All the mail mirrored from lore.kernel.org
 help / color / mirror / Atom feed
* drm scheduler and wq flavours
@ 2024-05-02 14:33 Tvrtko Ursulin
  2024-05-06 23:23 ` Matthew Brost
  0 siblings, 1 reply; 4+ messages in thread
From: Tvrtko Ursulin @ 2024-05-02 14:33 UTC (permalink / raw
  To: Daniel Vetter, Rob Clark, Matthew Brost; +Cc: dri-devel@lists.freedesktop.org


Hi all,

Continuing after the brief IRC discussion yesterday regarding work 
queues being prone to deadlocks or not, I had a browse around the code 
base and ended up a bit confused.

When drm_sched_init documents and allocates an *ordered* wq, if no 
custom one was provided, could someone remind me was the ordered 
property fundamental for something to work correctly?
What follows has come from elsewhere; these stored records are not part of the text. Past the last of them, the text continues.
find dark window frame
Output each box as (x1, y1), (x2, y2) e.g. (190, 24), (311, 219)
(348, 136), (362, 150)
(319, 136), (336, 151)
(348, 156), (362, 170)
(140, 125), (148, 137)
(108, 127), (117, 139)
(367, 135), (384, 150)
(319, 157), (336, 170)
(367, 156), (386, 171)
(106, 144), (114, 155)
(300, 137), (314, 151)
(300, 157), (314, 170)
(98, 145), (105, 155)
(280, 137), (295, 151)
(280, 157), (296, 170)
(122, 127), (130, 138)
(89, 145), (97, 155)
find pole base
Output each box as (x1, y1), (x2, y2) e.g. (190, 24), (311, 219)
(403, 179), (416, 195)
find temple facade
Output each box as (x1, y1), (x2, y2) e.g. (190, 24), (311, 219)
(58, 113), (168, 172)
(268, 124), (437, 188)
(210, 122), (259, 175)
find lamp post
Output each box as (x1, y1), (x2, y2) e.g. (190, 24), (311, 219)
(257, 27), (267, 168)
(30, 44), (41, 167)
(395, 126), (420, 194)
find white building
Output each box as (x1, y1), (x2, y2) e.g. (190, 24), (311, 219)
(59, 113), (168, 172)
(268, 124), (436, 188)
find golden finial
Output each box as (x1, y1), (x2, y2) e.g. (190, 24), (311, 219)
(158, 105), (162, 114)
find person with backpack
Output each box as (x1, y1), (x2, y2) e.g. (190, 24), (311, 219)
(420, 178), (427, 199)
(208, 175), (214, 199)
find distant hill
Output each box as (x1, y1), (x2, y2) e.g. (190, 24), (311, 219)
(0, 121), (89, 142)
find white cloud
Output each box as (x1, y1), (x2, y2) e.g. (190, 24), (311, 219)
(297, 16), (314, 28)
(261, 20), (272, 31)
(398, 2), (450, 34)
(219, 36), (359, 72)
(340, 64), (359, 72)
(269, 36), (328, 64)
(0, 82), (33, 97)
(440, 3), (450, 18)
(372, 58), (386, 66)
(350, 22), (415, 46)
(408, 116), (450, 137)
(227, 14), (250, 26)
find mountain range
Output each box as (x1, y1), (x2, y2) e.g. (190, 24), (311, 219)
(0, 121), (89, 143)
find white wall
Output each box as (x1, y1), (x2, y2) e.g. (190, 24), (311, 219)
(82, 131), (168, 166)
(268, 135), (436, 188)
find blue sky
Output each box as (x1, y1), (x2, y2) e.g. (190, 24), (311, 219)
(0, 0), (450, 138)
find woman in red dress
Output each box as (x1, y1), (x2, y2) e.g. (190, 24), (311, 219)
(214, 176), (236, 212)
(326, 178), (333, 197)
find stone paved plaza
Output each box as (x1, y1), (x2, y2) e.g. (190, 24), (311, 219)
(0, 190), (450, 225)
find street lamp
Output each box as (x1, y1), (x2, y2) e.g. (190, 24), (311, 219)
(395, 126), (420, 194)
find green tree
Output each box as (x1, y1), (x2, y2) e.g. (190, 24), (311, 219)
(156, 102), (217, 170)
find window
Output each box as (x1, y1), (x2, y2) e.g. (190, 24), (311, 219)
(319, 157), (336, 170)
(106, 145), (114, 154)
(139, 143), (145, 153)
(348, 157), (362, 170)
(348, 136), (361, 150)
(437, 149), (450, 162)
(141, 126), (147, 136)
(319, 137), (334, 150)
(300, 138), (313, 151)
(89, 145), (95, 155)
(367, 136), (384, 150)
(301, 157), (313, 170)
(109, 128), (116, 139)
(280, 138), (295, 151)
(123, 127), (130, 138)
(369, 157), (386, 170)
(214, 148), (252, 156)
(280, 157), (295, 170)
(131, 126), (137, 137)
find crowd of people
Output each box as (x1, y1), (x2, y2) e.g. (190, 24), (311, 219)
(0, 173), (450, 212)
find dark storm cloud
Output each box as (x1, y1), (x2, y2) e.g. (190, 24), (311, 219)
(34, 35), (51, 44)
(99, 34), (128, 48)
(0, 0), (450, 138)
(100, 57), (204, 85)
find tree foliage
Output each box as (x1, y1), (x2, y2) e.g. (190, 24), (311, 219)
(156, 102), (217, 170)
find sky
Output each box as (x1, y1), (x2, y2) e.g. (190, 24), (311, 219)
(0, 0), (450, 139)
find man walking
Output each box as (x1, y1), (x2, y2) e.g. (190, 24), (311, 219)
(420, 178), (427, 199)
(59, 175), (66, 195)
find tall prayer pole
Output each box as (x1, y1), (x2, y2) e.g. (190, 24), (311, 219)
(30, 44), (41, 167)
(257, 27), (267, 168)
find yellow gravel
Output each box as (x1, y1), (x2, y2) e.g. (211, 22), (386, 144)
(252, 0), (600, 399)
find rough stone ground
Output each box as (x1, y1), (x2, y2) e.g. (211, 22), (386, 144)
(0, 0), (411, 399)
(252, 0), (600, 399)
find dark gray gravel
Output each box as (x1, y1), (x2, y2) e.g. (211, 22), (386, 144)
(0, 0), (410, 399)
Like run_job vs 
free_job ordering?

I ask because it appears different drivers to different things and at 
the moment it looks we have all possible combos or ordered/unordered, 
bound and unbound, shared or not shared with the timeout wq, or even 
unbound for the timeout wq.

The drivers worth looking at in this respect are probably nouveau, 
panthor, pvr and xe.

Nouveau also talks about a depency betwen run_job and free_job and goes 
to create two unordered wqs.

Then xe looks a bit funky with the workaround/hack for lockep where it 
creates 512 work queues and hands them over to user queues in 
round-robin fashion. (Instead of default 1:1.) Which I suspect is a 
problem which should be applicable for any 1:1 driver given a thorough 
enough test suite.

So anyway.. ordered vs unordered - drm sched dictated or at driver's choice?

Regards,

Tvrtko

^ permalink raw reply	[flat|nested] 4+ messages in thread

* Re: drm scheduler and wq flavours
  2024-05-02 14:33 drm scheduler and wq flavours Tvrtko Ursulin
@ 2024-05-06 23:23 ` Matthew Brost
  2024-05-07  9:09   ` Tvrtko Ursulin
  0 siblings, 1 reply; 4+ messages in thread
From: Matthew Brost @ 2024-05-06 23:23 UTC (permalink / raw
  To: Tvrtko Ursulin; +Cc: Daniel Vetter, Rob Clark, dri-devel@lists.freedesktop.org

On Thu, May 02, 2024 at 03:33:50PM +0100, Tvrtko Ursulin wrote:
> 
> Hi all,
> 
> Continuing after the brief IRC discussion yesterday regarding work queues
> being prone to deadlocks or not, I had a browse around the code base and
> ended up a bit confused.
> 
> When drm_sched_init documents and allocates an *ordered* wq, if no custom
> one was provided, could someone remind me was the ordered property
> fundamental for something to work correctly? Like run_job vs free_job
> ordering?
> 

Before the work queue (kthread design), run_job & free_job were ordered.
It was decided to not break this existing behavior.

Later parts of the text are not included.